Sanger sequencing to confirm edits in the lw1 gene

PCR primers (A0159F 5′-CAGGCGATGTGATCAAGACG-3′ and A0160R 5′-GTTGAGCTAGACCCATCAAGT-3′) were designed using Geneious Prime to amplify a highly conserved 1128 bp region of both homeologs of the lw1 gene. This region is targeted by gRNA lw1G1, lw1G2 and lw1G3. DNA was extracted from leaves that showed the wild-type phenotype (green) as well as those that exhibited white stripes, were pale green/yellow, or completely white. PCR was performed using the Platinum Direct PCR Universal Master Mix (Invitrogen, A44647100). Amplified fragments were gel extracted and purified using QIAquick Gel Extraction Kit (Qiagen, 28707). The Zero Blunt TOPO PCR Cloning Kit (Invitrogen, 2422133) and TOP10 (Invitrogen, C66411) electrocompetent E. coli cells were used for cloning. Amplicons were cloned to separate out the different copies and to account for the chimeric nature of the edits in T0 lines.

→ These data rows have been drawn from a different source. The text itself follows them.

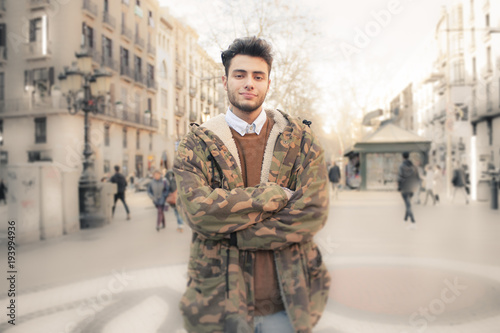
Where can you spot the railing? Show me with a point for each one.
(139, 42)
(151, 84)
(121, 113)
(34, 4)
(151, 49)
(139, 78)
(36, 50)
(108, 19)
(126, 32)
(109, 62)
(90, 7)
(3, 53)
(125, 70)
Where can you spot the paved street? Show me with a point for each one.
(127, 277)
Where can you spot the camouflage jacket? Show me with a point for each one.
(230, 222)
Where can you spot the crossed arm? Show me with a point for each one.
(261, 217)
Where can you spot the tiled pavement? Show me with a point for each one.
(442, 277)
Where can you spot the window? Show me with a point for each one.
(164, 99)
(107, 166)
(106, 136)
(150, 106)
(124, 137)
(35, 33)
(123, 60)
(3, 40)
(137, 103)
(87, 36)
(2, 86)
(41, 130)
(107, 48)
(138, 68)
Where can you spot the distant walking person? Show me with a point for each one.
(438, 181)
(3, 191)
(334, 176)
(173, 190)
(158, 191)
(121, 182)
(459, 182)
(430, 184)
(408, 180)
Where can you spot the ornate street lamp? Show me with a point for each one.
(86, 90)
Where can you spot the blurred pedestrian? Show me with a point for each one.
(173, 192)
(420, 186)
(158, 191)
(121, 183)
(459, 182)
(334, 176)
(430, 184)
(438, 181)
(408, 180)
(3, 191)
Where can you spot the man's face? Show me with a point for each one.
(247, 83)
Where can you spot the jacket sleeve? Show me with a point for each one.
(215, 213)
(306, 212)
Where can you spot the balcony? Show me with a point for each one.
(90, 8)
(108, 20)
(3, 9)
(179, 111)
(139, 78)
(109, 63)
(37, 51)
(179, 84)
(126, 33)
(139, 42)
(126, 73)
(3, 54)
(151, 84)
(120, 112)
(38, 4)
(192, 91)
(151, 50)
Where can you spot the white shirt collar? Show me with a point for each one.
(242, 127)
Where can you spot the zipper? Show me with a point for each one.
(282, 294)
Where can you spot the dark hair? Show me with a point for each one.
(251, 46)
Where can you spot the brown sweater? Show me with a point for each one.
(251, 149)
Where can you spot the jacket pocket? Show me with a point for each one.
(202, 305)
(206, 260)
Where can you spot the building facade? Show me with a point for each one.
(456, 97)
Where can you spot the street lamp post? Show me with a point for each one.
(85, 90)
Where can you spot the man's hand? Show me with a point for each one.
(288, 192)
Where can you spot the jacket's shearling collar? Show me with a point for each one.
(219, 126)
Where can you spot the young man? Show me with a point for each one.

A total of 25 E. coli colonies containing the lw1 amplicons were picked from the Msi UI1 isogenic wild-type and 21 clones from an edited Msi UI1 line. Similarly, 28 colonies from the isogenic wild-type and 170 colonies from the edited Msa S1, and 36 colonies from the isogenic wild-type and 27 colonies from the lw1 edited Mxg Freedom were chosen for plasmid preps. Plasmids were extracted from overnight cultures of single colonies and purified using QIAprep Spin Miniprep Kit (Qiagen, 27106). Plasmids were Sanger sequenced at MCLAB (San Francisco, CA) using four primers (two in vector and two in conserved regions of lw1) to sequence with enough overlap; primers included M13 Forward (− 20) (5′-GTAAAACGACGGCCAG-3′), M13 Reverse (5′-CAGGAAACAGCTATGAC-3′), A0159F, and A0160R. Sequences were end trimmed to remove low quality bases (5% error probability), and vector sequences were removed using UniVec (High Sensitivity) in Geneious Prime. For each clone, a consensus sequence was generated. For each genotype (Msa, Msi, Mxg) an alignment of the consensus of the wild-type sequence and that of the edited lines was obtained (Additional file 4). A subset of these, showing one instance of every type of edit, is shown in Fig. 4.